No dia 18 de outubro último, a Diretoria Colegiada da ANAC aprovou a instauração da Consulta Pública nº 14/2023, que versa sobre monitoramento, reporte, verificação e compensação das emissões de dióxido de carbono relativas às operações aéreas de aeronaves de asa fixa com peso máximo de decolagem certificado acima de 5.700 kg, cujos operadores emitem, em um ano-calendário, quantidade superior a 10.000 toneladas de CO2 em etapas internacionais de voo.
A proposta de normativa regulatória visa, regulamentar aspectos do Mecanismo de Redução e de Compensação de Emissões de Dióxido de Carbono da Aviação Internacional (CORSIA) da Organização da Aviação Civil Internacional (OACI). Tal Programa, que foi concebido em 2016, na 39ª Sessão da Assembleia Geral da OACI, foi codificado por meio da adição do Volume IV no Anexo 16 da Convenção de Chicago de 1944, e visa o crescimento neutro de carbono na aviação civil internacional com base nos níveis relativos ao ano de 2020.

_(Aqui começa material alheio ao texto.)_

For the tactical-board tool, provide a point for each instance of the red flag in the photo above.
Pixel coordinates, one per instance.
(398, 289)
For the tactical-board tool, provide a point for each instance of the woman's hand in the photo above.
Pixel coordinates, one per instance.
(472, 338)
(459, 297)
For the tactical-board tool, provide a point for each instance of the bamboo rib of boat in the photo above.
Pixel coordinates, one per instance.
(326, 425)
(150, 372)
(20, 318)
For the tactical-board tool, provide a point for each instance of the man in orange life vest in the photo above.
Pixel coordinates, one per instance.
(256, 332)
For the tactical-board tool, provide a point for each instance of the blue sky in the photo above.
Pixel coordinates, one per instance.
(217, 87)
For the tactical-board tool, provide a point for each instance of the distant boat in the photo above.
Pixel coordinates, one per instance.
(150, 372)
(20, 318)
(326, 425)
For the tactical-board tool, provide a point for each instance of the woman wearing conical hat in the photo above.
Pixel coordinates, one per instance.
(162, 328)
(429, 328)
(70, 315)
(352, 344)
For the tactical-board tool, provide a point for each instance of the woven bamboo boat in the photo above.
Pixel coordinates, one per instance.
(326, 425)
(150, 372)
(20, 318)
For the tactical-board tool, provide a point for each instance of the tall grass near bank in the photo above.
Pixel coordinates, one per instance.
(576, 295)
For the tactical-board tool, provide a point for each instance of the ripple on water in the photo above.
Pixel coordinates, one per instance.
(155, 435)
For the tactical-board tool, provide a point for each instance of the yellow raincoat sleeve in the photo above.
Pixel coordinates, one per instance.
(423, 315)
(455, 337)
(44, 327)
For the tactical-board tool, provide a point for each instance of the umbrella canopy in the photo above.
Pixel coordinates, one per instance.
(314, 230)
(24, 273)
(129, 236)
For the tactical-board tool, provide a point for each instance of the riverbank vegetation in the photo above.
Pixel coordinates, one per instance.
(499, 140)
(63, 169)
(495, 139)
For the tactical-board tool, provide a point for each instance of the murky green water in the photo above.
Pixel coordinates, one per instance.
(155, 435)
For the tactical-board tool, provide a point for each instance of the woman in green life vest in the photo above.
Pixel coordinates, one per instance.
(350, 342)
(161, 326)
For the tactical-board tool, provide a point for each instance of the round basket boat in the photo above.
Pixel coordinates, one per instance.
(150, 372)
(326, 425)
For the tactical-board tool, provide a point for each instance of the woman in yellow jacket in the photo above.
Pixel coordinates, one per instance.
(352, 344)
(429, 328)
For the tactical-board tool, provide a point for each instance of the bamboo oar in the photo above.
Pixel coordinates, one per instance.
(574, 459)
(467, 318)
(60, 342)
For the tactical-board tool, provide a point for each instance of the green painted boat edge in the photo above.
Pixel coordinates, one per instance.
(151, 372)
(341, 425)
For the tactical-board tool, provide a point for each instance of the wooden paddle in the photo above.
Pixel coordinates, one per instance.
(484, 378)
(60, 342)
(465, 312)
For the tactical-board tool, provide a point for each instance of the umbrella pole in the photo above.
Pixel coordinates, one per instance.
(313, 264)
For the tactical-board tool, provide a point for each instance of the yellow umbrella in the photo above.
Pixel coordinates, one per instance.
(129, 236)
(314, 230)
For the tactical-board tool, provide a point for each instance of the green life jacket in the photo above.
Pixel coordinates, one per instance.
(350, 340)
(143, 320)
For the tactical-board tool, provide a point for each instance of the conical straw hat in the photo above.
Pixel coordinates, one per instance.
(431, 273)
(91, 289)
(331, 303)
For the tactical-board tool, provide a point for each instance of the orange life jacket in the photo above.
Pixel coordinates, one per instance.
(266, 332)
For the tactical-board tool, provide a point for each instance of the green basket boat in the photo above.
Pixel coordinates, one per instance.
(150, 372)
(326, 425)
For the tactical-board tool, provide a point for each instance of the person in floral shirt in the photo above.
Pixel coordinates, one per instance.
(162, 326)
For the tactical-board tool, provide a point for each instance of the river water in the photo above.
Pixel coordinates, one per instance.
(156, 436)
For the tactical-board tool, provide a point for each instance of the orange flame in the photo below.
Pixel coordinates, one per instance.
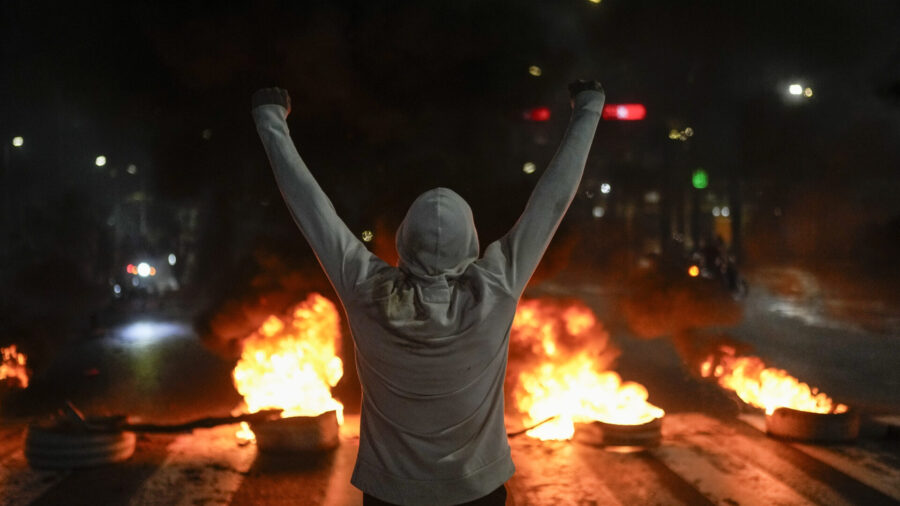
(291, 362)
(765, 387)
(12, 366)
(565, 384)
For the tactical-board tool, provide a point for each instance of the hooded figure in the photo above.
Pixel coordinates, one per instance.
(432, 333)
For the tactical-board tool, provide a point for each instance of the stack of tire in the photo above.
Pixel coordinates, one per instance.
(60, 446)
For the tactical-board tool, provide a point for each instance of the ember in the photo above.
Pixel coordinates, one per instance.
(12, 367)
(568, 354)
(291, 362)
(765, 387)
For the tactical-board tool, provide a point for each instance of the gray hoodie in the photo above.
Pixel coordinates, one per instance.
(432, 333)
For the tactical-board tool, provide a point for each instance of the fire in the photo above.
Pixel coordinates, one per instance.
(765, 387)
(12, 366)
(568, 380)
(291, 362)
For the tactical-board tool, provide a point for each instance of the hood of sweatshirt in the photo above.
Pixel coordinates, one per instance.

Para atingir tais objetivos, o CORSIA conta com mecanismos de monitoramento, de reporte e de verificação de emissões anuais de CO2, bem como de compensação de GEEs. Assim, as agências reguladoras nacionais possuem o papel importante de regulamentarem e executarem tais atribuições, realizando os devidos repasses à ICAO.
No Brasil, desde 2018, quando foi publicada a Resolução de nº 496/2018 da ANAC, existem normas regulamentando o monitoramento e reporte de emissões de CO2 nas operações aéreas internacionais por parte dos operadores, inclusive nos termos do CORSIA. Apesar disso, tal Resolução não prevê formas de compensação.
Mesmo tendo aderido ao programa desde seu início – inclusive tendo incorporado o texto do Volume IV no Anexo 16 da Convenção de Chicago à RBAC nº 38 -, o Brasil só passará a seguir efetivamente no Mecanismo em 2027, quando a sua sistemática tornar-se-á mandatória a todos os países aderentes. Com isso, a possível nova regulamentação – oriunda da presente Consulta Pública – se prestará a, para além de estabelecer critérios relativos a compensação (offset), fixar também aspectos relativos à redução das emissões por meio do uso de Combustíveis Sustentáveis (SAF) elegíveis pelo CORSIA (CEF).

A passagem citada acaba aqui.